The Banking Sector in Myanmar: An Assessment of Recent Progress
Following steady economic growth over the past seven years, Myanmar’s government has tried to spur private-sector-led growth with a major focus on the banking-sector. As a result, the banking sector has grown significantly while domestic privately owned banks and semi-privately owned banks have pulled ahead of state-owned banks in assets. Yet, compared to its regional peers in the Association of Southeast Asian Nations, the financial sector in Myanmar remains underdeveloped.
Only 17 percent of Myanmar’s population reported having a bank account in 2013. In 2016, the volume of cash held outside the banking system was about 15 percent of GDP, compared to 30 percent placed in bank accounts.
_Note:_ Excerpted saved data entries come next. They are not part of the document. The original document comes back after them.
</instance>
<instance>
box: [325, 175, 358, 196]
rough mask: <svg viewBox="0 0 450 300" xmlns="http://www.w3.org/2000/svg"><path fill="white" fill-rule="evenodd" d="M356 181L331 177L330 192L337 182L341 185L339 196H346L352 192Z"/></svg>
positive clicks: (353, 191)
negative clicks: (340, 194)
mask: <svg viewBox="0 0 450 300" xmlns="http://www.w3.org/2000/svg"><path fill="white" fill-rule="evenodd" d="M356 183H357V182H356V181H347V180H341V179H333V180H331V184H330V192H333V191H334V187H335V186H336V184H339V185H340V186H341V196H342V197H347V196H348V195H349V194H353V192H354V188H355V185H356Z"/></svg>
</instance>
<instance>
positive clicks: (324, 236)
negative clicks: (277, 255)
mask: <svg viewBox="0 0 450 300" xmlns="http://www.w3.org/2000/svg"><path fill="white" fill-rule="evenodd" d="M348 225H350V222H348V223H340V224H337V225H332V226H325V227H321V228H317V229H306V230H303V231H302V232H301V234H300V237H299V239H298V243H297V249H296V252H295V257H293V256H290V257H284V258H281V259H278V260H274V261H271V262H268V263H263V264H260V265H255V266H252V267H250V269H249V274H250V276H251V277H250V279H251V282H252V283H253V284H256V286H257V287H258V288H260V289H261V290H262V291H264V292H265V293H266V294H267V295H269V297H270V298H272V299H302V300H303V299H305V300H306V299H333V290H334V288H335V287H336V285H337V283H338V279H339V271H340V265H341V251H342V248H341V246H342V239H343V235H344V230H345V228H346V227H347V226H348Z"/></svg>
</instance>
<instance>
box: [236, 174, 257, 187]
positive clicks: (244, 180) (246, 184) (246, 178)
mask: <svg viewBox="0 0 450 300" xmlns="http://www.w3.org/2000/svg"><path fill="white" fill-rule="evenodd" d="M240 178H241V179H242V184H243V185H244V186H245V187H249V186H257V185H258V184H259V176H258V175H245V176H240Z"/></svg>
Some of the key factors inhibiting the development of Myanmar’s banking sector are:
- A nascent national electronic payment infrastructure
- The informal nature of financial activity via official channels such as salary payments and government transfers
- The financial exclusion of households
- A lack of access to credit stymieing businesses in a country that ranks 170th out of 190 countries in the World Bank’s Doing Business Index
- Public and governmental mistrust towards the banking sector
- Slow expansion of foreign banks
- A nascent government bond market
Only between 11 and 16 percent of businesses in Myanmar have received a bank loan or have access to a line of credit, and while over 70 percent of Myanmar’s population is engaged in agricultural production, the sector receives less than 3 percent of total loans.
Despite significant growth over the last few years, the banking sector in Myanmar is still not fulfilling its financial intermediation role for the economy. The “Land of Golden Pagoda” needs to overcome several challenges, but it is actively taking steps to reform the banking sector and increase private-sector-led growth.